Si pudieras tener un poder especial, ¿cuál sería? Esta pregunta es casi un escenario común. Todos hemos debatido sobre ella alguna vez al calor de unas cervezas. Ser invisible o volar siempre acaban saliendo en cualquier conversación y, la verdad sea dicha, serían unas habilidades interesantísimas. Si yo pudiera volar, lo primero que haría sería cruzar ese límite en el que deja de haber nubes y sólo hay un cielo despejado; aunque odie montar en aviones, ese instante siempre me sobrecoge y, por un momento, me hace replantearme mi ausencia de convicciones religiosas. Sólo por ver en su esplendor ese fenómeno merece la pena pelear por el asiento que está junto a la ventanilla. Si pudiera ser invisible, me colaría en el estudio de grabación de Melendi para ver las pruebas de sonido.

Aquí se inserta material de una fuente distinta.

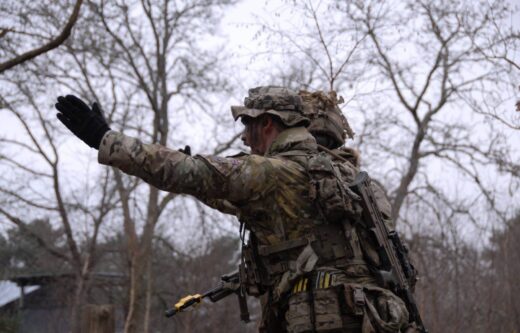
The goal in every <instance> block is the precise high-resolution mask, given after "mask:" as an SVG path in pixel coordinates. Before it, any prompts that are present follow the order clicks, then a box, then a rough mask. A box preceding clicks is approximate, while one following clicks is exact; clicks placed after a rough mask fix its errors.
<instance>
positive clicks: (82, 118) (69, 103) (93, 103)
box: [55, 95, 110, 149]
mask: <svg viewBox="0 0 520 333" xmlns="http://www.w3.org/2000/svg"><path fill="white" fill-rule="evenodd" d="M55 107H56V109H57V110H58V111H59V112H58V113H57V114H56V117H58V119H59V120H60V121H61V122H62V123H63V125H65V126H66V127H67V128H68V129H69V130H70V131H71V132H72V133H73V134H74V135H75V136H77V137H78V138H80V139H81V140H83V141H84V142H85V143H86V144H87V145H89V146H90V147H92V148H95V149H99V144H100V143H101V139H102V138H103V136H104V135H105V133H106V132H108V131H109V130H110V127H108V124H107V122H106V120H105V118H104V117H103V114H102V113H101V109H100V107H99V105H98V104H97V103H93V104H92V108H90V107H89V106H88V105H87V104H85V102H83V101H82V100H81V99H79V98H77V97H76V96H73V95H67V96H65V97H63V96H59V97H58V103H56V104H55Z"/></svg>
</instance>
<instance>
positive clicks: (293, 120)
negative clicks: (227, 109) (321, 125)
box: [231, 86, 310, 127]
mask: <svg viewBox="0 0 520 333" xmlns="http://www.w3.org/2000/svg"><path fill="white" fill-rule="evenodd" d="M231 113H232V114H233V118H234V119H235V120H237V119H238V118H241V117H250V118H256V117H258V116H260V115H262V114H271V115H273V116H276V117H278V118H279V119H280V121H281V122H282V123H283V124H284V125H285V126H287V127H295V126H307V125H308V124H309V123H310V120H309V118H307V117H306V116H304V115H303V102H302V98H301V97H300V96H299V95H298V93H297V92H296V91H293V90H291V89H288V88H284V87H278V86H261V87H256V88H252V89H249V92H248V96H247V97H246V98H245V99H244V106H232V107H231Z"/></svg>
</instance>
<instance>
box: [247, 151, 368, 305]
mask: <svg viewBox="0 0 520 333" xmlns="http://www.w3.org/2000/svg"><path fill="white" fill-rule="evenodd" d="M275 158H285V159H290V160H292V161H295V162H297V163H298V164H300V165H301V166H303V167H304V168H305V170H306V171H307V173H308V175H309V179H310V182H309V200H312V201H313V202H314V203H315V205H316V207H317V211H318V212H319V214H318V216H317V217H315V218H314V219H313V220H309V221H302V222H303V223H302V226H305V228H306V229H305V232H304V236H303V237H300V238H295V239H289V240H286V241H283V242H280V243H277V244H273V245H259V244H258V242H257V240H256V237H255V234H256V235H259V233H261V232H262V231H261V230H252V232H251V233H250V239H249V243H248V244H244V243H243V250H242V256H243V262H244V264H245V266H246V268H245V269H244V271H243V272H242V273H241V274H242V275H243V276H242V281H247V282H246V283H245V286H246V288H247V292H248V294H250V295H259V294H261V293H263V292H264V291H265V290H267V289H268V288H270V287H272V286H273V285H274V284H275V283H276V282H277V281H278V280H279V278H280V276H281V275H282V274H284V272H286V271H288V270H291V271H295V270H296V268H297V267H296V265H297V258H298V257H299V255H300V254H301V253H302V251H303V249H304V248H305V247H306V246H307V245H308V244H310V245H311V247H312V249H313V250H314V252H315V253H316V255H317V257H318V260H317V262H316V264H315V267H316V268H318V267H329V268H335V269H340V270H345V271H348V270H349V268H350V267H353V266H358V267H359V266H361V267H364V269H361V270H360V269H355V271H356V272H358V275H361V276H367V275H368V271H369V270H368V266H367V263H366V261H365V260H364V259H363V251H362V248H361V245H360V241H359V239H358V232H357V231H356V227H355V223H356V222H357V221H358V220H359V218H360V208H359V206H358V205H357V203H356V194H355V193H352V191H351V190H350V189H349V188H348V184H349V183H350V182H351V181H352V180H353V179H354V176H355V174H356V173H357V169H356V168H355V167H354V166H352V165H347V164H345V163H336V162H334V161H333V160H332V157H331V156H330V155H328V154H327V153H316V154H308V153H305V152H299V151H290V152H286V153H282V154H279V155H277V156H276V157H275ZM243 222H244V221H243ZM246 225H247V221H246ZM359 272H362V273H361V274H360V273H359Z"/></svg>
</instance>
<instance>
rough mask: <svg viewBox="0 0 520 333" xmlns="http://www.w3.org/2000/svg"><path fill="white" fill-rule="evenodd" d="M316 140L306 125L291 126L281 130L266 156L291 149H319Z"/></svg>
mask: <svg viewBox="0 0 520 333" xmlns="http://www.w3.org/2000/svg"><path fill="white" fill-rule="evenodd" d="M317 149H318V145H317V144H316V140H315V139H314V137H313V136H312V134H311V133H309V131H307V129H306V128H305V127H291V128H288V129H286V130H285V131H283V132H281V133H280V134H279V135H278V136H277V137H276V139H275V140H274V141H273V143H272V144H271V146H270V147H269V149H268V150H267V152H266V154H265V155H266V156H273V155H277V154H279V153H282V152H286V151H290V150H302V151H317Z"/></svg>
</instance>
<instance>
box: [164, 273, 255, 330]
mask: <svg viewBox="0 0 520 333" xmlns="http://www.w3.org/2000/svg"><path fill="white" fill-rule="evenodd" d="M233 293H235V294H237V296H238V305H239V307H240V319H241V320H242V321H243V322H245V323H248V322H249V320H250V319H249V310H248V308H247V301H246V297H245V294H244V292H243V291H242V288H241V284H240V277H239V274H238V271H237V272H234V273H231V274H227V275H223V276H221V277H220V282H219V284H218V286H217V287H215V288H213V289H210V290H208V291H206V292H205V293H203V294H202V295H201V294H195V295H188V296H185V297H183V298H181V299H180V300H179V301H178V302H177V303H176V304H175V305H174V306H173V307H172V308H171V309H168V310H166V311H165V312H164V315H165V316H166V317H167V318H170V317H173V316H174V315H176V314H177V313H179V312H182V311H184V310H185V309H187V308H189V307H191V306H193V305H197V304H200V303H201V302H202V300H203V299H205V298H209V300H210V301H211V302H212V303H215V302H218V301H220V300H221V299H223V298H225V297H227V296H229V295H231V294H233Z"/></svg>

Pero, pensándolo bien, creo que esos poderes especiales me acabarían cansando. Por un lado, volar en avión me da bastante miedo, así que no me quiero imaginar sin una carcasa metálica protegiéndome; quedaría tan expuesto a tragar humo de fábricas o a cruzarme con algún murciélago volando bajo que no sé si de ahí saldría algo bueno. Terminaría haciendo con mi poder especial lo mismo que con la inscripción al gimnasio cuando llega el año nuevo: no usarla. Y con la capacidad de ser invisible la posibilidad de emplearla de forma nociva es tan grande que mejor ni pensarlo. Uno ya no podría ni rascarse tranquilamente en su sofá con la paz de que nadie está mirando. Qué incomodo es rascarse algunas zonas por la calle, ¿verdad? Pues imaginad que siempre fuera así.
Tras descartar volar e invalidada la invisibilidad, he llegado a la conclusión de que, si pudiera tener un poder especial, escogería ser capaz de verme actuar desde fuera en el mismo momento en que la acción está aconteciendo. Parece un poder extraño, ni siquiera sé ponerle un nombre (¿desdoblarse, quizá?), pero estoy convencido de que me haría evolucionar como persona muchísimo. Hay veces que me imagino desde fuera para ver la imagen que estoy proyectando, pero habitualmente más enfocado a fardar. Como quien se pide un trago de una marca extraña y cara de whisky y se recrea creyéndose Humphrey Bogart, aunque en realidad siga pareciendo el mismo pobre hombre de siempre, pero con un vaso de whisky solo. No me refiero a ese deseo relacionado con el estatus, sino a algo mucho más básico: ser capaz de ver si las cosas que digo son exactamente las que quiero expresar.
Si pudiera verme desde fuera, tumbarme un día entero en el sofá a ver por televisión cómo vivo, cómo me comporto, cómo me expreso con los demás, cómo transmito lo que quiero transmitir, estoy convencido de que podría descubrir un sinfín de cosas para mejorar, darme un montón de consejos. Es verdad, abusar de este súper poder podría llegar a ser un poco tóxico, si no te gustase nada de lo que ves, pero usado en su justa medida nos serviría para darnos cuenta de las debilidades y las fortalezas mucho antes. En el fragor del día a día no siempre somos capaces de poner perspectiva y algo de distancia a lo que hacemos.
Me encantaría poder comentar cómo me estoy comportando, tal y como valoro el partido de Karim Benzema cada fin de semana. Ojalá pudiera ser Risto Mejide conmigo mismo, verme desenvolviéndome en el escenario. Aunque también es cierto que es muy posible que, una vez que atravesase las nubes que me impiden ver todo con claridad, la actuación que yo imaginaba como la de una súper estrella sonase quizá como la de la prueba de sonido de Melendi. Tocaría conformarse con tener un estilo propio, al menos, hasta poder cambiarlo.
Feliz lunes y que tengáis una gran semana.